Unfortunately some of the links in that post are dead / not free.

This paper proves a special case of what you mention, that if all vertices are of even degree in a near-triangulation, then the graph is 3-colorable. The key is that such a graph is eulerian, and therefore has an eulerian trail that doesn't cross over itself. Coloring vertices 1, 2, 3, 1, 2, 3, etc. along this trail is a proper 3-coloring.
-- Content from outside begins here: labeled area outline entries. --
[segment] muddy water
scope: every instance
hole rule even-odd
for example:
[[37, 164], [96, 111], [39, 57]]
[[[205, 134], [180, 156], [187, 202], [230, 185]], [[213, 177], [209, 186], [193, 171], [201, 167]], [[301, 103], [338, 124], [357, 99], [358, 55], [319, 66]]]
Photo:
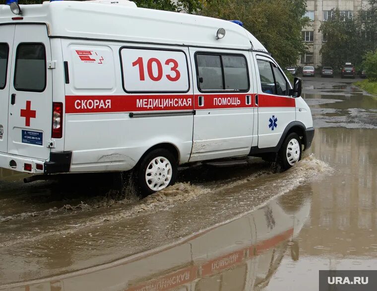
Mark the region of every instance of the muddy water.
[[0, 183], [0, 289], [317, 290], [318, 270], [377, 265], [377, 99], [308, 79], [310, 152], [180, 170], [139, 200], [111, 175]]

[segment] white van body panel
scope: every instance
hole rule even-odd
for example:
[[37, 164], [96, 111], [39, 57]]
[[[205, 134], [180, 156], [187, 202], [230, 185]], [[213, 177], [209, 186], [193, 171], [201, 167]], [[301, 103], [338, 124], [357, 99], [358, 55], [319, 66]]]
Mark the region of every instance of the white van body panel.
[[[152, 83], [138, 84], [134, 78], [132, 82], [125, 82], [126, 89], [135, 92], [126, 94], [123, 88], [122, 71], [119, 66], [120, 53], [122, 64], [124, 67], [127, 63], [126, 71], [129, 72], [128, 69], [132, 68], [132, 61], [137, 59], [135, 51], [138, 51], [140, 54], [138, 56], [145, 59], [151, 57], [151, 53], [153, 54], [154, 52], [157, 52], [157, 55], [160, 53], [161, 58], [161, 54], [170, 52], [169, 56], [172, 53], [173, 55], [179, 54], [181, 57], [183, 55], [182, 62], [188, 62], [188, 49], [180, 48], [179, 51], [171, 52], [165, 50], [171, 49], [166, 46], [143, 46], [148, 49], [146, 50], [140, 49], [134, 44], [93, 43], [92, 41], [69, 39], [62, 40], [62, 44], [63, 58], [68, 62], [69, 72], [69, 83], [65, 84], [65, 89], [66, 108], [71, 108], [71, 105], [72, 107], [71, 110], [68, 109], [65, 115], [65, 130], [67, 133], [64, 150], [72, 152], [72, 171], [129, 170], [149, 148], [163, 143], [172, 144], [179, 150], [180, 163], [188, 160], [192, 143], [193, 116], [130, 117], [131, 112], [140, 113], [143, 112], [141, 110], [148, 109], [149, 105], [153, 106], [153, 103], [148, 103], [152, 93], [144, 92], [149, 90], [149, 88], [154, 89], [155, 87]], [[92, 52], [93, 55], [85, 55], [84, 52]], [[129, 53], [131, 53], [130, 54], [132, 56], [129, 56]], [[158, 57], [156, 54], [154, 55]], [[185, 56], [187, 57], [187, 61]], [[87, 60], [91, 58], [95, 61]], [[183, 91], [188, 91], [169, 94], [168, 96], [179, 94], [186, 96], [191, 100], [192, 104], [192, 86], [190, 88], [190, 84], [192, 82], [191, 74], [188, 73], [187, 69], [188, 64], [184, 64], [186, 67], [186, 71], [183, 70], [181, 73], [182, 78], [186, 79], [186, 83], [178, 86], [183, 88]], [[133, 69], [137, 69], [137, 66], [134, 66]], [[169, 72], [169, 70], [167, 71]], [[139, 76], [137, 72], [132, 73]], [[126, 74], [126, 72], [125, 74]], [[144, 74], [144, 78], [148, 79], [146, 71]], [[139, 81], [139, 83], [141, 82]], [[143, 86], [145, 89], [143, 88]], [[156, 89], [157, 91], [161, 90]], [[135, 92], [136, 90], [138, 91]], [[172, 90], [177, 91], [176, 88], [173, 88]], [[164, 94], [153, 93], [153, 95], [156, 95], [162, 98], [166, 96]], [[139, 101], [148, 100], [142, 104], [147, 108], [134, 108], [134, 111], [130, 110], [132, 105], [130, 105], [129, 102], [133, 102], [134, 98]], [[96, 102], [101, 98], [105, 101], [102, 106], [100, 103], [97, 106], [98, 112], [84, 105], [85, 101], [89, 104], [91, 102], [89, 100]], [[74, 101], [71, 102], [72, 99]], [[161, 108], [150, 109], [152, 110], [148, 111], [148, 113], [158, 112], [154, 109]], [[178, 113], [182, 111], [176, 111]], [[93, 139], [94, 136], [95, 139]]]
[[8, 152], [8, 109], [10, 102], [9, 88], [10, 86], [7, 86], [10, 79], [10, 72], [11, 70], [11, 56], [13, 54], [13, 46], [9, 45], [9, 44], [13, 44], [13, 40], [14, 37], [14, 30], [15, 25], [1, 25], [0, 26], [0, 35], [1, 36], [0, 43], [6, 44], [6, 46], [8, 48], [8, 59], [7, 60], [1, 59], [0, 62], [1, 66], [6, 66], [6, 72], [1, 72], [4, 76], [0, 76], [2, 78], [5, 77], [5, 83], [0, 83], [0, 152], [6, 153]]
[[[206, 92], [199, 90], [197, 78], [193, 80], [195, 115], [189, 161], [246, 155], [250, 152], [252, 142], [254, 118], [252, 100], [254, 91], [252, 82], [250, 80], [251, 70], [248, 52], [207, 49], [204, 53], [202, 49], [190, 49], [193, 72], [196, 71], [196, 55], [223, 54], [226, 57], [232, 53], [231, 56], [247, 60], [249, 88], [242, 93]], [[249, 104], [247, 104], [247, 96], [249, 96]], [[202, 98], [202, 104], [199, 104], [200, 98]]]
[[309, 106], [302, 97], [296, 98], [296, 116], [297, 121], [302, 122], [307, 128], [313, 127], [313, 118]]
[[[137, 8], [130, 2], [105, 2], [21, 5], [22, 19], [15, 19], [9, 6], [0, 5], [0, 44], [9, 44], [6, 83], [0, 89], [0, 166], [25, 171], [27, 163], [32, 170], [26, 171], [47, 174], [125, 171], [163, 144], [176, 150], [179, 164], [247, 156], [259, 149], [276, 152], [290, 123], [313, 126], [302, 98], [261, 91], [257, 58], [276, 63], [240, 25]], [[226, 31], [221, 39], [216, 37], [219, 28]], [[42, 92], [14, 88], [21, 42], [46, 48]], [[232, 63], [229, 57], [228, 67], [222, 63], [220, 67], [223, 87], [202, 89], [196, 54], [222, 60], [242, 56], [245, 67]], [[208, 64], [201, 67], [207, 76], [217, 68]], [[240, 70], [246, 68], [248, 87], [228, 88], [225, 79], [237, 86], [246, 74]], [[53, 105], [57, 104], [63, 108], [61, 138], [52, 138]], [[28, 108], [36, 112], [29, 126], [19, 114]], [[278, 120], [271, 129], [272, 117]], [[23, 128], [43, 134], [42, 144], [22, 142]], [[13, 162], [16, 165], [11, 166]], [[37, 170], [40, 163], [45, 167], [41, 170], [39, 164]], [[47, 165], [56, 171], [46, 171]]]
[[[258, 60], [275, 64], [276, 63], [264, 54], [253, 52], [255, 67]], [[280, 71], [281, 70], [280, 69]], [[258, 147], [276, 146], [288, 125], [296, 120], [296, 98], [263, 92], [259, 71], [256, 72], [258, 95]]]

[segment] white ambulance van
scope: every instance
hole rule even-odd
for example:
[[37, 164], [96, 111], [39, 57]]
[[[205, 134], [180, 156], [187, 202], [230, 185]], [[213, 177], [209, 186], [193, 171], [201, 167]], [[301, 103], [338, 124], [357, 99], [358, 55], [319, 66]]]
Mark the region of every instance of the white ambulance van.
[[148, 194], [182, 164], [300, 160], [314, 135], [301, 81], [250, 33], [122, 0], [0, 5], [0, 167], [133, 169]]

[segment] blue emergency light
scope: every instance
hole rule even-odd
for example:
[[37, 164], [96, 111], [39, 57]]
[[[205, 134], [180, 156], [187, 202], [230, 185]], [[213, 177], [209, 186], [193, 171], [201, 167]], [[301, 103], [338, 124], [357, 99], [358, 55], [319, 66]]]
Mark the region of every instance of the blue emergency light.
[[240, 20], [229, 20], [231, 22], [233, 22], [233, 23], [236, 23], [236, 24], [238, 24], [240, 26], [244, 27], [244, 23], [242, 23], [242, 21]]

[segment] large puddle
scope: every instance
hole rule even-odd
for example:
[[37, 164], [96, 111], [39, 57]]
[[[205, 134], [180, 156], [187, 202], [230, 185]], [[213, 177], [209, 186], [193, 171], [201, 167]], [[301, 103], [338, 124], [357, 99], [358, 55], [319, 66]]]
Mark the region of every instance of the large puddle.
[[285, 172], [259, 159], [182, 168], [142, 200], [110, 175], [3, 173], [0, 289], [317, 290], [318, 270], [373, 269], [377, 100], [315, 80], [312, 148]]

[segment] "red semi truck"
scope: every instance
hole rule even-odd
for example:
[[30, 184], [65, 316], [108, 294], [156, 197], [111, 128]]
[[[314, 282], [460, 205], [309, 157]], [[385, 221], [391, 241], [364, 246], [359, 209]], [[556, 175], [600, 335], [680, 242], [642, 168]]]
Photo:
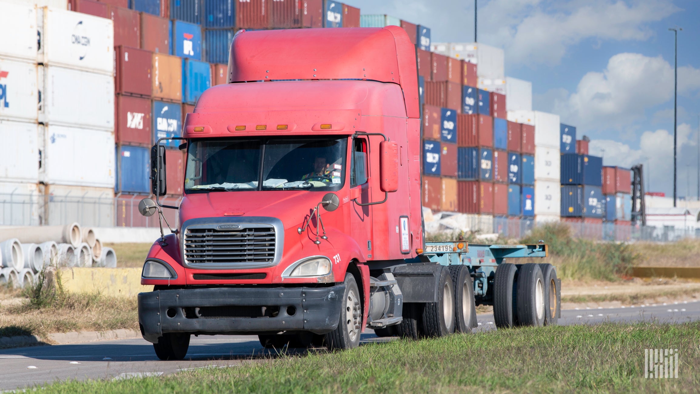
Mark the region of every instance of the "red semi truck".
[[[559, 281], [538, 245], [426, 243], [415, 47], [400, 27], [239, 31], [228, 83], [187, 114], [179, 225], [154, 244], [139, 295], [161, 359], [195, 335], [256, 335], [266, 347], [358, 346], [360, 332], [441, 336], [556, 323]], [[161, 229], [162, 227], [161, 227]]]

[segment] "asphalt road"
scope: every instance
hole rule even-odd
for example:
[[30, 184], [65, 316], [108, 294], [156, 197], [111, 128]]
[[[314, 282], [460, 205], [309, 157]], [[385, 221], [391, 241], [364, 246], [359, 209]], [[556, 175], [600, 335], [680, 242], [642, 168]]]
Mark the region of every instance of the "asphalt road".
[[[561, 311], [559, 322], [569, 325], [652, 319], [662, 323], [700, 320], [700, 302], [570, 309]], [[494, 328], [490, 314], [478, 315], [477, 321], [476, 331]], [[362, 340], [368, 344], [390, 339], [377, 338], [370, 330], [363, 335]], [[211, 365], [226, 367], [271, 354], [260, 346], [257, 337], [223, 335], [192, 337], [188, 359], [182, 361], [158, 360], [151, 344], [140, 338], [0, 350], [0, 390], [67, 379], [128, 379]]]

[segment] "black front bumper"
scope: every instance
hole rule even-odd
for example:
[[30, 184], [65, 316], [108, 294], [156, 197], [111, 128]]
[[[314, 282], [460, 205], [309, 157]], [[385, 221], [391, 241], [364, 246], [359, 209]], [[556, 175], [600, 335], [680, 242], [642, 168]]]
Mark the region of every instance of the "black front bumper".
[[[324, 334], [338, 325], [344, 291], [345, 285], [341, 283], [324, 288], [214, 288], [141, 293], [139, 323], [144, 339], [153, 343], [158, 342], [163, 332], [211, 335], [300, 330]], [[192, 314], [194, 308], [210, 307], [279, 307], [279, 313], [274, 317], [242, 318]]]

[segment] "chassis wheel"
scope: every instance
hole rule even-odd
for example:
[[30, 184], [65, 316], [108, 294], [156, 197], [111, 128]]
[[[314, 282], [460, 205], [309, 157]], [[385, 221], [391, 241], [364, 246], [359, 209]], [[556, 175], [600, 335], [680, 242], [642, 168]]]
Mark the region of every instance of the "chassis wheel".
[[517, 324], [514, 316], [514, 283], [518, 268], [514, 264], [498, 265], [493, 278], [493, 322], [498, 328], [512, 328]]
[[186, 332], [166, 332], [153, 344], [155, 356], [160, 360], [182, 360], [190, 347], [190, 335]]
[[477, 314], [469, 269], [465, 265], [450, 265], [449, 273], [454, 286], [454, 332], [471, 332], [477, 326]]
[[363, 309], [360, 303], [360, 290], [352, 274], [345, 274], [345, 292], [343, 293], [344, 309], [340, 311], [340, 321], [335, 330], [326, 335], [328, 350], [348, 349], [360, 344]]
[[556, 325], [559, 320], [558, 310], [561, 304], [561, 293], [556, 280], [556, 269], [551, 264], [540, 264], [545, 279], [545, 325]]
[[454, 286], [447, 267], [440, 270], [438, 283], [438, 302], [426, 302], [423, 310], [423, 327], [428, 337], [444, 337], [454, 332]]
[[518, 272], [517, 316], [522, 325], [545, 324], [545, 279], [540, 265], [524, 264]]

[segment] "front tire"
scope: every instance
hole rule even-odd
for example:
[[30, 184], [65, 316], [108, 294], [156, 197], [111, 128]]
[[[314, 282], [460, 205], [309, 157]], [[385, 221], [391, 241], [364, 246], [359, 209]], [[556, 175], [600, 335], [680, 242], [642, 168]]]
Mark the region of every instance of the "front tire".
[[326, 335], [328, 350], [349, 349], [360, 344], [363, 309], [360, 302], [360, 290], [352, 274], [345, 274], [345, 291], [343, 293], [343, 309], [335, 330]]
[[160, 360], [182, 360], [190, 347], [190, 335], [186, 332], [166, 332], [153, 344], [155, 356]]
For the case when $G$ has odd vertices on its boundary, you can construct a planar Eulerian near-triangulation $H$ such that $G \subset H$ and $H$ is Eulerian. Let $C = v_1v_2\ldots v_x$ and suppose $v_j$ and $v_k$ on $C$ are of odd degree. WLOG $k > j$. Add vertices $u_ju_{j+1}\ldots u_{k-1}$ in the exterior region in the obvious order. Then add the edges $v_iu_i$ and $v_{i+1}u_i$ for $j \le i \le k-1$. Now $u_j$ and $u_{k-1}$ are both of odd degree unless $j = k-1$, but we can repeat this process until these two odd vertices are resolved (since the odd vertices continue to get closer). We now have fewer odd vertices, so repeating this process can make all vertices even.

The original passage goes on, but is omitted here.